Le matin, sa grand-mère la réveillait par un doux baiser sur sa joue, puis suivait un bon gros baiser sonore qui achevait de la sortir du sommeil. Une main douce et légère caressait ses cheveux et elle ouvrait les yeux sur le visage tendre aux yeux bienveillants.

 

Les yeux de sa mamy lui disaient « je t’aime, » de façon bien plus explicite que des mots. Puis, elle lui amenait une bassine pleine d’eau chaude. La bassine et le broc étaient en porcelaine écrue avec de minuscules fleurs bleues. Sa grand-mère lui tendait alors un gant savonné, et elle devait se laver comme une grande.
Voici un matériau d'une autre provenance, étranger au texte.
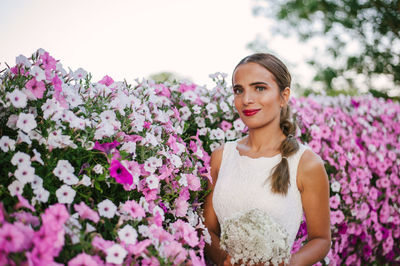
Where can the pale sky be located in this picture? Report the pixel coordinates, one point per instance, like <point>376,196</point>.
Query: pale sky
<point>133,39</point>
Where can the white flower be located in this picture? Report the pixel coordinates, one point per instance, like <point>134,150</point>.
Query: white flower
<point>217,133</point>
<point>42,195</point>
<point>238,124</point>
<point>16,187</point>
<point>152,163</point>
<point>144,230</point>
<point>108,116</point>
<point>65,194</point>
<point>12,121</point>
<point>152,181</point>
<point>21,159</point>
<point>37,157</point>
<point>80,73</point>
<point>89,228</point>
<point>253,236</point>
<point>335,186</point>
<point>200,121</point>
<point>25,173</point>
<point>116,254</point>
<point>22,137</point>
<point>230,134</point>
<point>22,60</point>
<point>189,95</point>
<point>38,73</point>
<point>85,181</point>
<point>211,108</point>
<point>107,208</point>
<point>26,122</point>
<point>18,98</point>
<point>37,182</point>
<point>98,169</point>
<point>224,107</point>
<point>176,160</point>
<point>128,234</point>
<point>183,181</point>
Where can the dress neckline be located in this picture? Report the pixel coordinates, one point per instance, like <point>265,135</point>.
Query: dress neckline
<point>251,158</point>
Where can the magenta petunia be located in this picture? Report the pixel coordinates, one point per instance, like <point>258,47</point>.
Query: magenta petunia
<point>134,209</point>
<point>85,212</point>
<point>106,147</point>
<point>106,80</point>
<point>82,259</point>
<point>120,173</point>
<point>36,87</point>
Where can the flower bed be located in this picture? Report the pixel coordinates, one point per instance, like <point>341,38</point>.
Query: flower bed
<point>109,172</point>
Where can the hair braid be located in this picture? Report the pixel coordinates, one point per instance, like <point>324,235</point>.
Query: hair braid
<point>280,177</point>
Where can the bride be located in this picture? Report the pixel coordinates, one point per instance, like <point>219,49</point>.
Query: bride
<point>268,169</point>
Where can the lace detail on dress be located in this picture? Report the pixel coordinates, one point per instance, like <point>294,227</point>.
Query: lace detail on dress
<point>243,184</point>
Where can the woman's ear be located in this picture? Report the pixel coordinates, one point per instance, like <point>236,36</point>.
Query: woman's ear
<point>285,96</point>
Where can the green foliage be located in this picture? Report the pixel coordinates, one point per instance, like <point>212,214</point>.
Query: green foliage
<point>372,26</point>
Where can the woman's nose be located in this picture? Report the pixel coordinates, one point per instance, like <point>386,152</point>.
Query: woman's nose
<point>248,98</point>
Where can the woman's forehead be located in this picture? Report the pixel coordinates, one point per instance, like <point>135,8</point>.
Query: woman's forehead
<point>250,73</point>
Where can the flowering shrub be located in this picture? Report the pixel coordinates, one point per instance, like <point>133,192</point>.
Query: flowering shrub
<point>108,172</point>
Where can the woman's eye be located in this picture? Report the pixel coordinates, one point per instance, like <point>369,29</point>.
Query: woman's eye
<point>237,91</point>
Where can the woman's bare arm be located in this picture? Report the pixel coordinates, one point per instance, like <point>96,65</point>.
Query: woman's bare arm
<point>213,251</point>
<point>314,186</point>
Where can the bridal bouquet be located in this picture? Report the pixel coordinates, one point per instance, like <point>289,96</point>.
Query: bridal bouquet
<point>252,236</point>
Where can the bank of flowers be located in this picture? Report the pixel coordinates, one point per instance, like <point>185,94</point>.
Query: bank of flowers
<point>103,173</point>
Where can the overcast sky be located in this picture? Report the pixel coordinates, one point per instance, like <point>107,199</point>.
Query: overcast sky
<point>131,39</point>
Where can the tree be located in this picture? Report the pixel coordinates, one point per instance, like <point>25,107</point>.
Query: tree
<point>371,28</point>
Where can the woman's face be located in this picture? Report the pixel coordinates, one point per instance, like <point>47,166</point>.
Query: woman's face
<point>257,96</point>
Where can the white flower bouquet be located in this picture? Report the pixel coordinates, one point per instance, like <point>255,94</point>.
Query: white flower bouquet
<point>254,237</point>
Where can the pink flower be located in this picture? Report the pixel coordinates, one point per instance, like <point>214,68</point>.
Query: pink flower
<point>315,145</point>
<point>139,247</point>
<point>150,262</point>
<point>11,238</point>
<point>82,259</point>
<point>193,182</point>
<point>175,251</point>
<point>99,243</point>
<point>225,125</point>
<point>181,207</point>
<point>134,209</point>
<point>36,87</point>
<point>334,201</point>
<point>85,212</point>
<point>106,80</point>
<point>185,231</point>
<point>119,172</point>
<point>337,217</point>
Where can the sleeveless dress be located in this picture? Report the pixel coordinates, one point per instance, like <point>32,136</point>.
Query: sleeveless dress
<point>243,184</point>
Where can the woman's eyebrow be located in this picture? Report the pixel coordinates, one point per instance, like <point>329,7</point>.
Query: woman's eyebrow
<point>259,83</point>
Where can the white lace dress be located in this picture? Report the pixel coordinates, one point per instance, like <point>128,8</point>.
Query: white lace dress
<point>243,184</point>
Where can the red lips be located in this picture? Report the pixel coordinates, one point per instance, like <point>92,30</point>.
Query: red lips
<point>250,112</point>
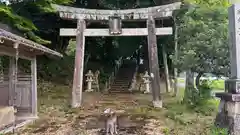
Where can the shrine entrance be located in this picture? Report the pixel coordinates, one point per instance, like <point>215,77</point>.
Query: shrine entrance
<point>115,19</point>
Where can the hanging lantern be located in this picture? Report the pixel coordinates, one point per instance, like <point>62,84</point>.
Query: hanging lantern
<point>115,24</point>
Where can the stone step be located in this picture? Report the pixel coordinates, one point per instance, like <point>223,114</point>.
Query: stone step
<point>121,82</point>
<point>119,91</point>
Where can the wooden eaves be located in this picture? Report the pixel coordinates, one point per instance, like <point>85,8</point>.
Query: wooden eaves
<point>27,49</point>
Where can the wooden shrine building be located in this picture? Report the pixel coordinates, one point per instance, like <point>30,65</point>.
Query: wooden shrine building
<point>115,19</point>
<point>18,89</point>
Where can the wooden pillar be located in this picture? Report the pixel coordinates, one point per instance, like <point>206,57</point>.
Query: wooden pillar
<point>11,80</point>
<point>34,86</point>
<point>79,65</point>
<point>153,62</point>
<point>167,79</point>
<point>176,57</point>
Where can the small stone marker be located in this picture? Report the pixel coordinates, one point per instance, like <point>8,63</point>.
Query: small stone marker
<point>229,108</point>
<point>89,81</point>
<point>146,81</point>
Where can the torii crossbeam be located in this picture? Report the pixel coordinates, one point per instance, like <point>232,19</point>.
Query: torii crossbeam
<point>146,14</point>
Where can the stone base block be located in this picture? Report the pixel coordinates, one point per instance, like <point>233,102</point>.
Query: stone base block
<point>91,90</point>
<point>229,113</point>
<point>157,104</point>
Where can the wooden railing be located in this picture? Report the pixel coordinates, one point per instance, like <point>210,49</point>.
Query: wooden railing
<point>112,77</point>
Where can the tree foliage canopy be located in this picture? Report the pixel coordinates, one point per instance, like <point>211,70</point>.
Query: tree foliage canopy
<point>203,38</point>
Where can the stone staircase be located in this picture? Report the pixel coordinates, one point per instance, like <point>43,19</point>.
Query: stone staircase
<point>123,78</point>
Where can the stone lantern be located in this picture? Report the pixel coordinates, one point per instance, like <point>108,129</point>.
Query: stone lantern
<point>146,81</point>
<point>115,24</point>
<point>89,81</point>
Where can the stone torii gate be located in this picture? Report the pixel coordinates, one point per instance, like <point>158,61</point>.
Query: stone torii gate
<point>115,17</point>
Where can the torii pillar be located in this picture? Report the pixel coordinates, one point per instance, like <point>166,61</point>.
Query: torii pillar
<point>79,64</point>
<point>229,108</point>
<point>153,62</point>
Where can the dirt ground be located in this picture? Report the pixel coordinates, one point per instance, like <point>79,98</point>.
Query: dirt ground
<point>57,118</point>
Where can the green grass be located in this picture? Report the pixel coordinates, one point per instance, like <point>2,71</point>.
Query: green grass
<point>215,84</point>
<point>175,118</point>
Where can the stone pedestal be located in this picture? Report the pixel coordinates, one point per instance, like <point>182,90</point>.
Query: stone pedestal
<point>146,81</point>
<point>229,109</point>
<point>89,81</point>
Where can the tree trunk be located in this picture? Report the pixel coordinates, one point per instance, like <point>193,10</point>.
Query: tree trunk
<point>189,86</point>
<point>168,88</point>
<point>197,81</point>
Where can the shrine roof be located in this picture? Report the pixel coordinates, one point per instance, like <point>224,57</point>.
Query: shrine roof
<point>8,39</point>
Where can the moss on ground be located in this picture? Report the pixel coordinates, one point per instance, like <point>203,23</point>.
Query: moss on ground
<point>56,116</point>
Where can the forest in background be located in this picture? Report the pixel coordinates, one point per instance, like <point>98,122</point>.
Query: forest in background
<point>202,38</point>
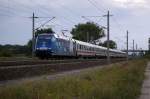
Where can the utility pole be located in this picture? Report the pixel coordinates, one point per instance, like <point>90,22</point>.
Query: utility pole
<point>87,37</point>
<point>133,49</point>
<point>127,45</point>
<point>33,34</point>
<point>108,36</point>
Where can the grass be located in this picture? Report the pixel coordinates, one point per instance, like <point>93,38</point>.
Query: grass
<point>121,81</point>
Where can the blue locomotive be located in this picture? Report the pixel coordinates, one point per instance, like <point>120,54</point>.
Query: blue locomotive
<point>53,45</point>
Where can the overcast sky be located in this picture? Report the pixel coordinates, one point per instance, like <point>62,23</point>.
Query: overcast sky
<point>132,15</point>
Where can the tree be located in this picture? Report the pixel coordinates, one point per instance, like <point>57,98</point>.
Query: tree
<point>45,30</point>
<point>112,44</point>
<point>87,32</point>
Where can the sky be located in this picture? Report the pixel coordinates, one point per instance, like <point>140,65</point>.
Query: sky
<point>131,15</point>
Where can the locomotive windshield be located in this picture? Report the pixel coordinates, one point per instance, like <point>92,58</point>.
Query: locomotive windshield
<point>45,41</point>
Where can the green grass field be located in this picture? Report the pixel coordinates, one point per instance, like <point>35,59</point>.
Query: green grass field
<point>121,81</point>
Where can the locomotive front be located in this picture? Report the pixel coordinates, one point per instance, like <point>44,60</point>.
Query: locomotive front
<point>45,44</point>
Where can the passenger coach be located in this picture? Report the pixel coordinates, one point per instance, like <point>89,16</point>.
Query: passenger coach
<point>52,45</point>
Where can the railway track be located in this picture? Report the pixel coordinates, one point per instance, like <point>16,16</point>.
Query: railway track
<point>11,70</point>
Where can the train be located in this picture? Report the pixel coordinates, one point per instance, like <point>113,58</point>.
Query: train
<point>56,46</point>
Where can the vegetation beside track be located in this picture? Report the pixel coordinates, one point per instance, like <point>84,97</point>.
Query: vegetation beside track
<point>120,81</point>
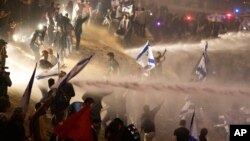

Deux yeux attentifs veillaient à ce qu’elle n’oublie pas de frotter derrière ses oreilles. Puis sa grand-mère vidait l’eau par la fenêtre, et elle versait l’eau limpide et tiède du broc dans la bassine et l’enfant se rinçait. Enfin, sa mamy l’entourait dans un grand drap de bain et la frictionnait jusqu’à ce que la moindre goutte d’eau ait disparu.

 

Tout en la séchant vigoureusement, elle ponctionnait son joli minois de petits baisers légers comme des plumes. Elle aurait aimé rester dans les bras aimants jusqu’à la fin de sa vie, mais cela finissait toujours. Car sa mamy ne manquait jamais de projets pour embellir ses journées.

 

Venait enfin le moment du petit déjeuner avec tartines beurrées et confitures de mamy. Une fois la table débarrassée et la vaisselle faite, elles partaient toutes les deux dans les bois faire les récoltes de fraises des bois ou de mures. Elles rentraient invariablement en  passant par la ferme de Marie-Louise, leur voisine, qui ne manquait jamais de rajouter quelques pommes au panier de fruits.

 

Vers onze heures, elles nettoyaient les fruits, épluchaient les pommes, et sortaient la grosse marmite en cuivre dans laquelle allait bouillir la confiture. Mais avant, c’est les bocaux de verre qu’elles faisaient bouillir dans la marmite. Elles les posaient à l’envers sur un torchon propre, le temps que la confiture se fasse. Elle aimait prendre la grosse louche de sa mamy et elle touillait avec entrain les ébullitions des fruits. Enfin, quand la purée de fruits avait épaissi, il était l’heure de la mettre en bocaux. Là c’est la grand-mère qui s’y collait, car la confiture était bien chaude et elle craignait que l’enfant se brule.

 

Son ultime plaisir était alors de prendre le bout de pain que sa grand-mère lui tendait et elle pouvait ramasser la pulpe de fruits qui restait attachée à la bassine.

 

L’après-midi, sa grand-mère la laissait rejoindre les enfants du village et à eux tous, ils se partageaient trois vélos, sans freins, pas très sécurisés, mais qui dévalaient les collines comme personne. Oh bien sûr, il arrivait qu’elle tombe et qu’elle rentre les genoux écorchés, mais là encore, elle ne recevait comme punition qu’une pluie de bisous. Les huit jours avaient passé beaucoup trop vite.

 

Trois ans après ces vacances mémorables, sa grand-mère s’éteignait, victime d’un cancer généralisé. Tandis qu’elle suffoquait de chagrin à cette perte irréparable, elle ne put pas lui dire adieu, car la veille de cette disparition, elle gisait sur un lit d’hôpital. Elle allait avoir treize ans sans sa mamy chérie, mais la lumière de ces huit merveilleux jours ne s’est jamais éteinte. Aujourd’hui encore, quand l’heure est trop sombre pour respirer normalement, il lui suffit de fermer les yeux et elle retrouve la chaleur des bras aimants.

Cette lumière ne l’a plus jamais quittée, elle brille au fond de son cœur à jamais.